DP15065 A Quantitative Model for the Integrated Policy Framework
|Author(s):||Tobias Adrian, Christopher J. Erceg, Jesper Lindé, Pawel Zabczyk, Jianping Zhou|
|Publication Date:||July 2020|
|Keyword(s):||Capital Flow Measures, DSGE model, emerging economies, FX intervention, monetary policy|
|JEL(s):||C54, E52, E58, F41|
|Programme Areas:||International Macroeconomics and Finance|
|Link to this Page:||cepr.org/active/publications/discussion_papers/dp.php?dpno=15065|
Many central banks have relied on a range of policy tools, including foreign exchange intervention (FXI) and capital flow management tools (CFMs), to mitigate the effects of volatile capital flows on their economies.

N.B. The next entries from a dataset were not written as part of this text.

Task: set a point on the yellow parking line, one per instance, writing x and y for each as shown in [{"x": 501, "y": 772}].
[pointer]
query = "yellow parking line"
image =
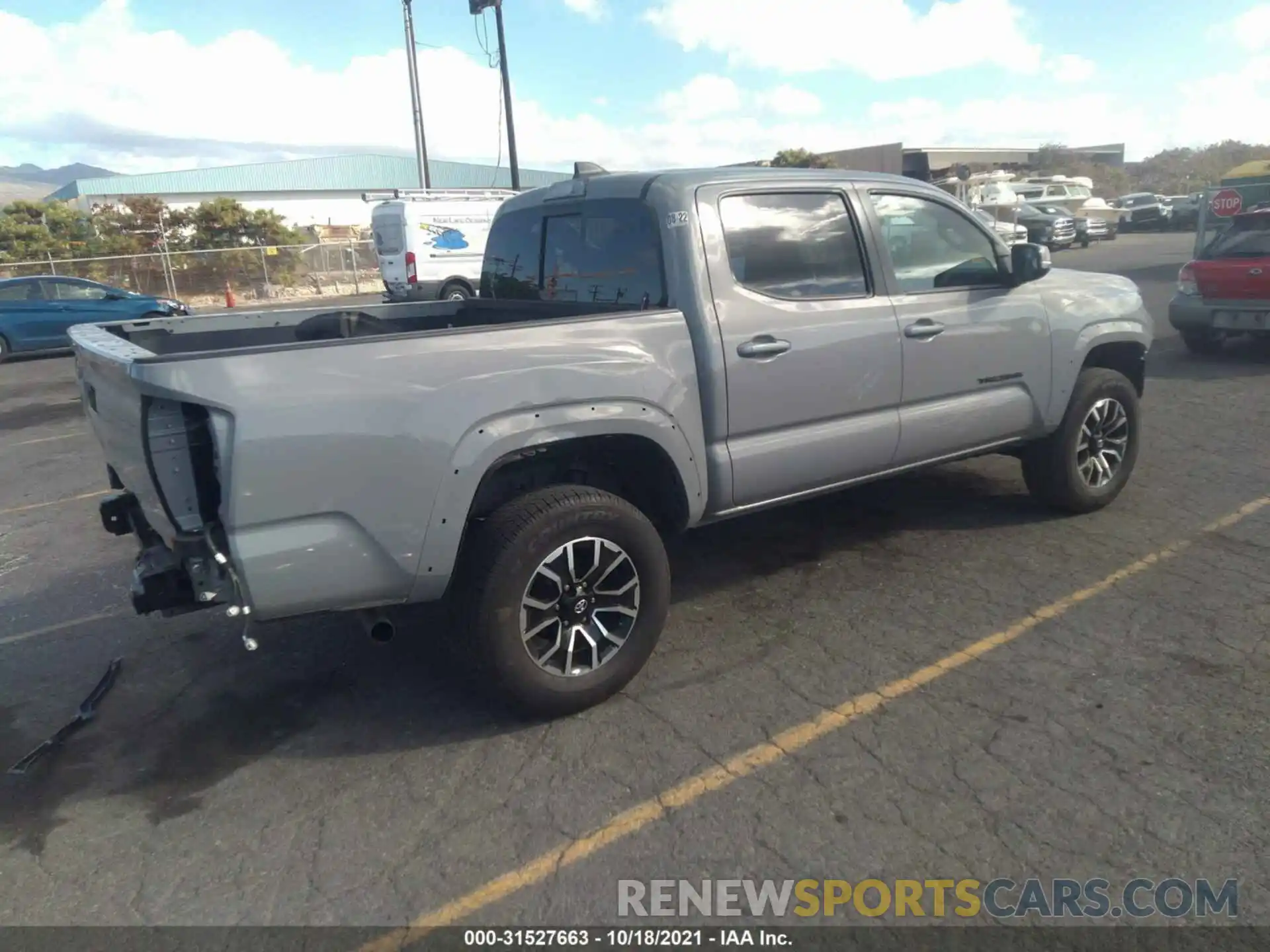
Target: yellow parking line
[
  {"x": 55, "y": 502},
  {"x": 761, "y": 756},
  {"x": 48, "y": 440}
]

We develop an empirically-oriented New Keynesian model to evaluate and quantify how using multiple policy tools can potentially improve monetary policy tradeoffs. Our model embeds nonlinear balance sheet channels and includes a range of empirically-relevant frictions. We show that FXI and CFMs may improve policy tradeoffs under certain conditions, especially for economies with less well-anchored inflation expectations, substantial foreign currency mismatch, and that are more vulnerable to shocks likely to induce capital outflows and exchange rate pressures.